Simple SummaryA previous study demonstrated that SV40T does not require E2F1, E2F2, and E2F3 activators to induce proliferation in mouse embryo fibroblasts (MEFs). Our results showed that, at an early stage, primary bovine mammary epithelial cells (BMECs) lacking the E2F1 expression have the capacity to proliferate and show E2F2 and E2F3 slight protein levels. At a late stage, primary BMECs deficient for E2F3 completely abolish any proliferative ability and exhibit a severe cell senescence signal, although the E2F2 can be expressed at a late stage of primary BMECs. Compared with the late stage of primary BMECs, the BMECs immortalized by SV40T and E6E7 restored the protein level of E2F3. In conclusion, this study revealed a molecular mechanism where E2F3 controls the BMECs’ proliferation and senescence.The E2F family of transcription factor is divided into activators and repressors that control cell proliferation. Bovine mammary epithelial cells (BMECs) can be immortalized using human papillomavirus 16 E6E7 (HPV16 E6E7) and simian vacuolating virus 40 large T antigen (SV40T). In addition, SV40T does not require E2F1, E2F2, and E2F3 activators to induce proliferation in mouse embryo fibroblasts (MEFs). However, we report that E2F3 activator is required to induce the proliferation of BMECs. Our results showed that, at an early stage, primary BMECs lacking the E2F1 expression have the capacity to proliferate and show E2F2 and E2F3 slight protein levels. At a late stage, primary BMECs deficient for E2F3 completely abolish any proliferative ability and exhibit a severe cell senescence signal, although the E2F2 can be expressed at a late stage of primary BMECs. Compared with the late stage of primary BMECs, the BMECs immortalized by SV40T and E6E7 restored the protein level of E2F3 and enhanced the CDK4, CDK6, cyclin D3, and CDK2 protein level, leading to proliferating robustly.
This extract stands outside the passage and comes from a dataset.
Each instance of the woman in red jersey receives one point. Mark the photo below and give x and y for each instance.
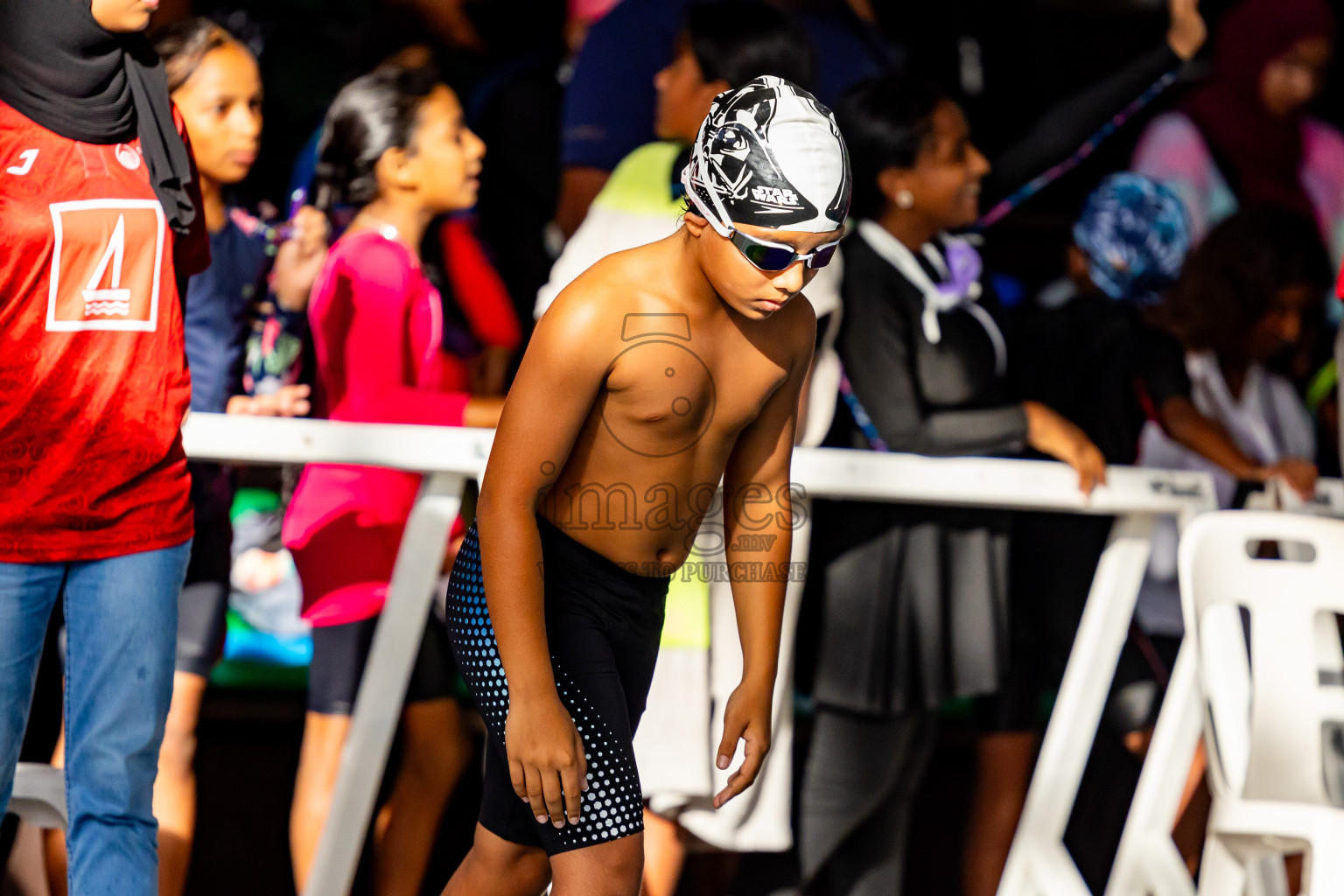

Surprisingly, it was found that p53, p21Cip1, and p27Kip1 were upregulated in SV40T and E6E7-immortalized BMECs, relatively to primary BMECs. Notably, Cdc2 was almost expressed in primary BMECs. However, Cdc2 was elevated in BMECs immortalized by SV40T and E6E7. In conclusion, this study revealed a molecular mechanism where E2F3 controls the BMECs’ proliferation and senescence.